Daqui a poucos dias 81 senadores irão referendar, ou não, o nome de Jorge Messias, atual Advogado Geral da União, para ocupar a lacuna deixada pelo ex-ministro Luís Roberto Barroso ao Supremo Tribunal Federal.

Não é um nome qualquer. É um cara que está sendo indicado pelo Presidente da República como um amigo pessoal. Afinal, quem esquece a labuta de “Bessias”, chamado até de Office Boy de Dilma, para correr com um documento que permitiria Lula ser nomeado Chefe da Casa Civil por Dilma Rousseff para fugir de sanções criminais e blindá-lo.

Ao longo de seus três mandatos, Lula teve critérios claros todas as vezes em que escolheu um nome para a mais alta corte do país: intimidade e subserviência. Foi assim que ele nomeou um advogado do PT (Toffoli), um ex-ministro de seu governo (Dino) e um advogado pessoal (Zanin) para três vagas. E isso porque ele mesmo falou em campanha que não se podia nomear amigos ao Supremo.
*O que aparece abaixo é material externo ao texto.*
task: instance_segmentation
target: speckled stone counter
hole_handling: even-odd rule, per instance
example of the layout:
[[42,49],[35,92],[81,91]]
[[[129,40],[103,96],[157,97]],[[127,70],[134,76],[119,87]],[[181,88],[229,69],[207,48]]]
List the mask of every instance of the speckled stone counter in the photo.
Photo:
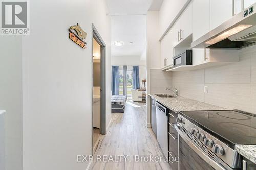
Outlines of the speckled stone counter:
[[[181,96],[160,98],[155,94],[149,95],[176,113],[180,111],[227,110],[223,107]],[[256,163],[256,145],[237,145],[236,150],[241,155]]]
[[236,145],[236,150],[254,163],[256,163],[256,145]]
[[160,98],[155,94],[149,95],[176,113],[180,111],[227,110],[223,107],[181,96]]

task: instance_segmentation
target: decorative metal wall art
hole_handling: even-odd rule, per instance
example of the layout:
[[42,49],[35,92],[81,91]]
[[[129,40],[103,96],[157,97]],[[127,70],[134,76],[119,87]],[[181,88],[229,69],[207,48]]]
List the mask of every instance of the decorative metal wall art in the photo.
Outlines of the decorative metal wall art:
[[86,33],[77,23],[76,25],[70,27],[69,29],[69,38],[83,48],[86,48],[87,43],[84,41],[87,33]]

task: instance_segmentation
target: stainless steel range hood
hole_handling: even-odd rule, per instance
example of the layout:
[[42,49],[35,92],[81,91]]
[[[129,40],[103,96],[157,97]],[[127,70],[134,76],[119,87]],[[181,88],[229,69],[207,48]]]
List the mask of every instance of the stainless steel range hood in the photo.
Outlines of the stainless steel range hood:
[[256,3],[191,44],[193,48],[240,48],[256,42]]

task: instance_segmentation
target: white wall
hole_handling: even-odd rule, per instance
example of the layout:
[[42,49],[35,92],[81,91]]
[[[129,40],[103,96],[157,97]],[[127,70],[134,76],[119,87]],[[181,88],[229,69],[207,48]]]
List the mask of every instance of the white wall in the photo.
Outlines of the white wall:
[[[0,110],[7,111],[5,119],[5,170],[21,170],[22,37],[1,36],[0,46]],[[3,161],[0,160],[0,164]]]
[[148,11],[147,15],[147,69],[161,67],[160,43],[158,11]]
[[141,60],[140,56],[113,56],[111,59],[112,65],[146,65],[146,61]]
[[[164,0],[159,10],[160,36],[166,30],[187,0]],[[160,38],[160,36],[158,39]]]
[[[23,38],[24,169],[85,169],[77,155],[92,154],[92,27],[107,45],[111,25],[105,1],[30,1],[30,35]],[[87,48],[68,38],[78,22]],[[107,112],[111,116],[110,81]]]

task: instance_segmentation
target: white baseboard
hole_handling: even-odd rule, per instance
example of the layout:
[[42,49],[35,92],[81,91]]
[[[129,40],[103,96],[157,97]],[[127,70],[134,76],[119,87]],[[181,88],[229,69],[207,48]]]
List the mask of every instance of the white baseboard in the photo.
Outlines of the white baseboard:
[[111,121],[112,120],[112,119],[111,118],[110,120],[110,122],[109,122],[109,124],[108,124],[108,126],[106,126],[106,131],[108,131],[108,130],[109,130],[109,128],[110,126],[110,124],[111,124]]
[[89,162],[89,164],[88,164],[88,165],[87,166],[87,167],[86,168],[86,170],[89,170],[89,169],[91,169],[91,168],[92,168],[92,165],[93,164],[93,163],[92,163],[93,162],[93,159],[92,159],[90,162]]

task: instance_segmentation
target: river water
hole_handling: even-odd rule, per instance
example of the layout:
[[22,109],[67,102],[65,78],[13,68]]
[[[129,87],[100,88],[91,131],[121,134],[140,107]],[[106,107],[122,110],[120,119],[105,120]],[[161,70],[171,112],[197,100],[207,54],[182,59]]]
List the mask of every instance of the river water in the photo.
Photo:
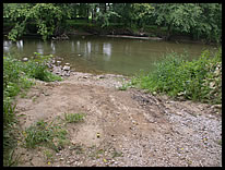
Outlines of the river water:
[[3,40],[3,52],[11,52],[19,59],[31,58],[34,52],[52,53],[54,57],[61,58],[62,63],[69,62],[71,70],[123,75],[134,75],[140,70],[153,70],[153,63],[162,60],[167,52],[187,51],[188,60],[192,60],[204,49],[214,51],[215,47],[106,36],[71,36],[70,40],[63,41],[43,41],[34,37],[24,37],[16,42]]

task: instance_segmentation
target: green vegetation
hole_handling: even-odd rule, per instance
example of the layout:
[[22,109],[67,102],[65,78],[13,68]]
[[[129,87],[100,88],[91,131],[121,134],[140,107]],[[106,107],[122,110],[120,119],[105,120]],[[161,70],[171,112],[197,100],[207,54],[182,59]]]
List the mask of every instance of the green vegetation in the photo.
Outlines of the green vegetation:
[[49,58],[50,56],[35,53],[34,60],[22,62],[10,54],[3,57],[3,163],[5,166],[11,166],[13,162],[10,153],[16,146],[16,135],[13,131],[16,129],[14,97],[20,93],[24,96],[25,90],[34,85],[32,78],[46,82],[61,81],[61,77],[47,71],[45,63]]
[[155,68],[154,72],[133,78],[131,84],[176,98],[222,104],[221,49],[213,57],[205,50],[192,61],[185,60],[185,54],[168,53]]
[[222,40],[221,3],[3,3],[3,19],[12,40],[27,33],[48,39],[81,26],[105,31],[114,25],[133,33],[157,27],[153,34],[166,39]]
[[64,113],[64,120],[68,123],[80,122],[83,121],[83,119],[84,119],[84,113]]
[[23,132],[25,137],[25,146],[27,148],[34,148],[42,144],[59,151],[59,148],[66,144],[67,131],[60,123],[47,123],[43,120],[38,121],[35,125],[29,126]]

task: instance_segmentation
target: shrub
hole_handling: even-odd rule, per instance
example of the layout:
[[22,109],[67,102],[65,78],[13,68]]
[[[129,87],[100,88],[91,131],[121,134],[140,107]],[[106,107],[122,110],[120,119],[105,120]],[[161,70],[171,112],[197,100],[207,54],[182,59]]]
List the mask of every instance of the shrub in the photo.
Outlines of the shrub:
[[214,57],[205,50],[198,60],[188,61],[186,54],[168,53],[162,62],[155,63],[154,72],[141,74],[132,84],[171,97],[221,104],[221,49]]

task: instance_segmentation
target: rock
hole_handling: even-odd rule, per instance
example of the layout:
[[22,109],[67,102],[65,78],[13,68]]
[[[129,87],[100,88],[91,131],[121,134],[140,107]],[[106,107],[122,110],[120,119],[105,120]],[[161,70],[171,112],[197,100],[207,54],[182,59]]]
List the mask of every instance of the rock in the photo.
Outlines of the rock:
[[64,65],[62,70],[64,70],[64,71],[69,71],[69,70],[70,70],[70,66]]

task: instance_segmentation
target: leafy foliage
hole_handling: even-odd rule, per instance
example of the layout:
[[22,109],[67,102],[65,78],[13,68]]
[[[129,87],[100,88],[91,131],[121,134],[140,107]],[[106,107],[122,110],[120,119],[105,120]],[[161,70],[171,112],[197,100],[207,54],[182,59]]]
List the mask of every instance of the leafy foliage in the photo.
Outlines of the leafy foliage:
[[[57,33],[64,19],[70,17],[70,11],[54,3],[5,4],[4,17],[16,22],[9,33],[9,39],[16,40],[25,33],[28,22],[36,23],[37,33],[46,40]],[[62,20],[63,19],[63,20]]]
[[221,49],[212,58],[208,50],[198,60],[187,61],[183,54],[169,53],[156,70],[140,75],[132,84],[150,92],[203,102],[222,102]]

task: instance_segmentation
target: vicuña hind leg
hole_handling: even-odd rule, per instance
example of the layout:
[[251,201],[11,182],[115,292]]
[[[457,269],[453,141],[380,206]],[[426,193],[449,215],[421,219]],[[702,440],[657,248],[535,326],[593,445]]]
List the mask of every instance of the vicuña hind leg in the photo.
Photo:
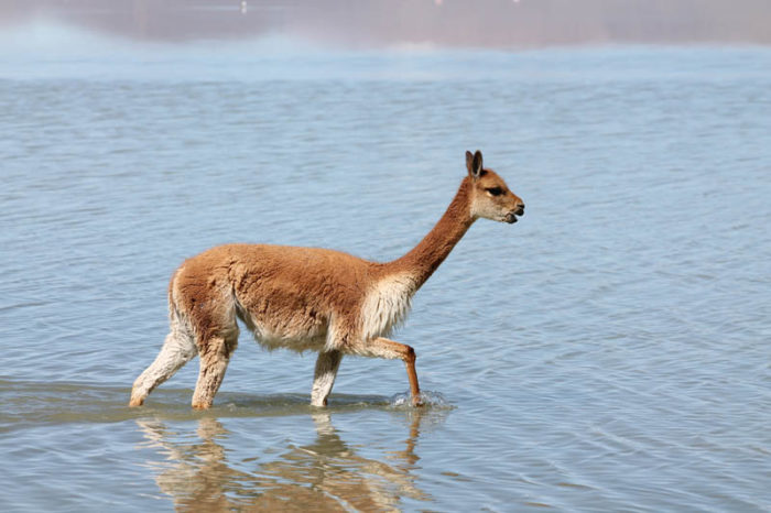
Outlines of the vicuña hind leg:
[[316,371],[313,375],[313,390],[311,391],[312,406],[327,405],[327,397],[332,392],[332,386],[335,384],[340,360],[343,360],[343,352],[337,350],[318,353]]
[[417,384],[417,372],[415,372],[415,350],[406,343],[394,342],[387,338],[376,338],[367,346],[367,356],[397,359],[404,362],[406,368],[406,376],[410,380],[410,394],[412,395],[412,405],[422,406],[421,388]]
[[198,382],[193,393],[193,407],[207,410],[211,407],[214,396],[222,384],[230,354],[236,350],[238,337],[210,337],[198,343],[200,370]]
[[163,342],[155,361],[142,372],[131,389],[129,406],[141,406],[158,385],[180,370],[198,353],[193,340],[178,330],[172,330]]

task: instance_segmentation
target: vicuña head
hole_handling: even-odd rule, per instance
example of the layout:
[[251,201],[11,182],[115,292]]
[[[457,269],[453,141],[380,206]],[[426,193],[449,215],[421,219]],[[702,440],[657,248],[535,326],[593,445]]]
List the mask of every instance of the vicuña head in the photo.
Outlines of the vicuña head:
[[517,222],[517,216],[524,215],[522,199],[509,189],[498,173],[482,167],[480,151],[477,150],[474,155],[466,152],[466,167],[474,183],[473,217],[512,223]]
[[420,405],[415,352],[389,340],[412,296],[478,218],[515,222],[524,204],[481,152],[466,152],[468,176],[444,216],[404,256],[378,263],[318,248],[226,244],[186,260],[169,285],[171,329],[155,361],[137,378],[131,406],[195,356],[193,407],[208,408],[238,345],[240,319],[268,348],[318,351],[311,404],[324,406],[344,354],[404,361]]

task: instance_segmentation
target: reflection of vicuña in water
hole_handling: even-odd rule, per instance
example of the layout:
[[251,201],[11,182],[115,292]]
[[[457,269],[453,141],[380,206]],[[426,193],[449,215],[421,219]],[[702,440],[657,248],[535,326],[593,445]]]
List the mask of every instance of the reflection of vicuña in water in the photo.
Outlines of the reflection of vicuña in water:
[[[395,511],[402,498],[425,501],[415,484],[421,412],[411,422],[403,450],[389,459],[366,458],[340,438],[328,413],[313,415],[316,440],[289,445],[274,460],[249,469],[228,460],[228,430],[216,418],[198,421],[194,443],[175,437],[161,421],[137,424],[152,446],[163,450],[155,482],[176,511]],[[242,467],[239,469],[238,467]]]
[[185,261],[169,286],[171,332],[134,381],[132,406],[193,357],[200,357],[193,407],[208,408],[238,343],[241,319],[268,348],[318,351],[311,404],[324,406],[343,354],[404,361],[421,403],[415,352],[384,338],[403,321],[412,296],[478,218],[515,222],[524,204],[482,155],[466,152],[468,176],[428,234],[404,256],[366,261],[317,248],[228,244]]

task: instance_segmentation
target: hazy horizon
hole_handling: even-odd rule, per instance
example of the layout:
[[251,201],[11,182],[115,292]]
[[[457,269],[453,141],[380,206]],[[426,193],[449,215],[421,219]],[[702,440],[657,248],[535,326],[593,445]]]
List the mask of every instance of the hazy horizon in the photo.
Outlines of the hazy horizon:
[[0,0],[0,31],[41,20],[140,41],[279,34],[354,50],[771,44],[762,0]]

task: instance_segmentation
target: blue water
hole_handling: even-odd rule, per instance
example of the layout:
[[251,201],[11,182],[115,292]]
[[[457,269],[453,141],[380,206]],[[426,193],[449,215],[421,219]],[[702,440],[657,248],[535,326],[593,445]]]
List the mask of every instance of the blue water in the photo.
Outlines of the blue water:
[[[0,37],[3,511],[771,510],[771,50],[321,51]],[[289,48],[289,50],[287,50]],[[225,242],[401,255],[481,149],[477,222],[394,337],[243,331],[128,408],[167,280]]]

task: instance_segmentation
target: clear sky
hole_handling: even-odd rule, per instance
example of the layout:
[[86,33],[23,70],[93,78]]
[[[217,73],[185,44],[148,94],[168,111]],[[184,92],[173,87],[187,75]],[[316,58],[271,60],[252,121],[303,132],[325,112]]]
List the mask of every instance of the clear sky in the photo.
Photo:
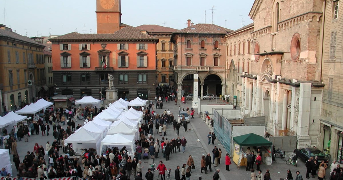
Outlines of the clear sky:
[[[134,26],[155,24],[180,29],[189,19],[233,30],[252,22],[253,0],[121,0],[122,22]],[[0,0],[0,24],[29,37],[74,31],[95,33],[96,0]],[[214,6],[213,8],[212,7]]]

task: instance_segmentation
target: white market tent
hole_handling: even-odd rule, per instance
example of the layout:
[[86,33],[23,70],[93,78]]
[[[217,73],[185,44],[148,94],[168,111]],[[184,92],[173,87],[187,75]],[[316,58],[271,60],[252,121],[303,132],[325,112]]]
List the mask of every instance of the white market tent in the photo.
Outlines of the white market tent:
[[75,104],[91,104],[92,107],[97,106],[100,107],[101,105],[100,100],[96,99],[91,96],[85,96],[79,101],[75,101]]
[[[100,149],[100,143],[102,139],[100,134],[87,131],[84,128],[80,128],[78,130],[79,130],[65,140],[64,143],[72,144],[73,148],[75,150],[76,148],[78,149],[90,148]],[[100,154],[100,152],[99,150],[97,153]]]
[[111,125],[111,126],[116,126],[121,122],[123,122],[126,124],[127,125],[130,127],[131,129],[137,128],[138,127],[138,121],[128,119],[126,117],[124,117],[123,118],[117,121],[113,122],[113,123]]
[[[134,135],[126,135],[117,134],[112,135],[106,136],[104,138],[100,144],[100,152],[102,152],[103,149],[105,147],[111,145],[118,147],[120,149],[124,146],[126,146],[127,149],[131,149],[131,151],[128,151],[128,154],[133,154],[134,149],[133,148],[133,144],[134,142]],[[104,147],[105,146],[106,147]],[[131,151],[131,152],[130,152]]]
[[11,166],[11,158],[8,149],[0,149],[0,167],[5,168],[8,173],[12,174],[12,168]]
[[129,103],[129,106],[145,106],[146,101],[137,97]]
[[104,111],[96,115],[97,117],[104,121],[114,121],[117,120],[117,118],[120,114],[120,112],[116,113],[111,113],[109,111]]
[[[137,132],[136,132],[136,131]],[[135,135],[135,138],[137,139],[138,136],[138,129],[137,127],[132,128],[132,126],[129,126],[124,122],[121,122],[116,126],[111,126],[107,131],[106,135],[120,134],[126,134],[128,135]]]
[[17,123],[25,120],[27,118],[27,116],[17,114],[14,112],[11,111],[4,116],[3,117],[7,120],[13,120],[14,122]]
[[33,108],[29,106],[28,105],[26,105],[20,110],[15,111],[15,113],[18,114],[35,114],[36,113],[39,112],[42,109],[33,109]]
[[95,116],[95,117],[93,118],[93,120],[92,121],[92,122],[97,124],[103,126],[107,126],[109,127],[111,125],[111,124],[112,124],[112,122],[104,121],[98,117],[97,116]]
[[39,107],[46,108],[49,106],[54,105],[54,103],[46,101],[44,99],[41,99],[35,103],[35,104]]

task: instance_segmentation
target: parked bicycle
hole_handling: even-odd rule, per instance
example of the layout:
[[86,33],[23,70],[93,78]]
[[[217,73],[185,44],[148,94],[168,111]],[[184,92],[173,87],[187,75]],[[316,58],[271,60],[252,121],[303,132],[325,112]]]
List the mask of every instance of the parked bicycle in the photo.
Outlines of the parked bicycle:
[[284,161],[286,161],[286,152],[284,151],[282,151],[281,150],[281,148],[279,147],[275,151],[275,157],[277,158],[281,158],[281,159],[282,159]]
[[152,173],[153,179],[155,178],[155,171],[156,170],[155,168],[155,165],[156,165],[156,163],[150,164],[150,167],[151,167],[151,168],[150,168],[150,170],[151,170],[151,172]]
[[324,152],[324,156],[328,158],[329,160],[330,160],[331,159],[331,155],[330,155],[330,149],[329,148],[327,148],[323,149],[323,151]]
[[288,160],[286,161],[286,164],[288,165],[292,164],[293,166],[296,167],[298,164],[297,159],[297,156],[296,155],[293,155],[291,156],[288,158]]
[[172,171],[172,169],[168,169],[167,171],[168,171],[168,174],[167,175],[167,179],[170,180],[170,172]]

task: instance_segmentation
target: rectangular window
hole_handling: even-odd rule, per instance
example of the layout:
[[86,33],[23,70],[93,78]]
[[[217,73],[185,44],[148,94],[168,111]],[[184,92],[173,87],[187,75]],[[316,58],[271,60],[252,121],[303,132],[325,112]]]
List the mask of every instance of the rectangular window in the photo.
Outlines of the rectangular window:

O indicado de Lula servirá a este papel subalterno e perigoso.

Há alguns anos, o STF não conhece limites para a sua atuação. Interfere no Legislativo como bem entende, prende inocentes e solta culpados, cria e sustenta inquéritos ilegais por anos, manda recados por bocas alugadas na imprensa quando se sente ameaçado, vive de rapapés e convescotes com gente poderosa e influente. A lista de maldades só cresce. Formado majoritariamente por indicados de Lula e Dilma, o resultado não poderia ser outro.

É necessário que o Senado reaja de forma contundente a mais uma tentativa petista de aparelhamento institucional. O fim melancólico da CPMI do INSS, com discursos inflamados de Alexandre de Moraes e Gilmar Mendes contra a atuação do Parlamento, prova que os ministros do Supremo se preocupam somente com o seu umbigo, ainda que isso custe a desmoralização de outro poder da república.

Os senadores têm a oportunidade de mostrar independência e coragem para enfrentar o autoritarismo e oportunismo daqueles que querem se perpetuar no poder. Se não o fizerem agora, muitos ficarão sem mandatos em 2027, e eles sabem disso.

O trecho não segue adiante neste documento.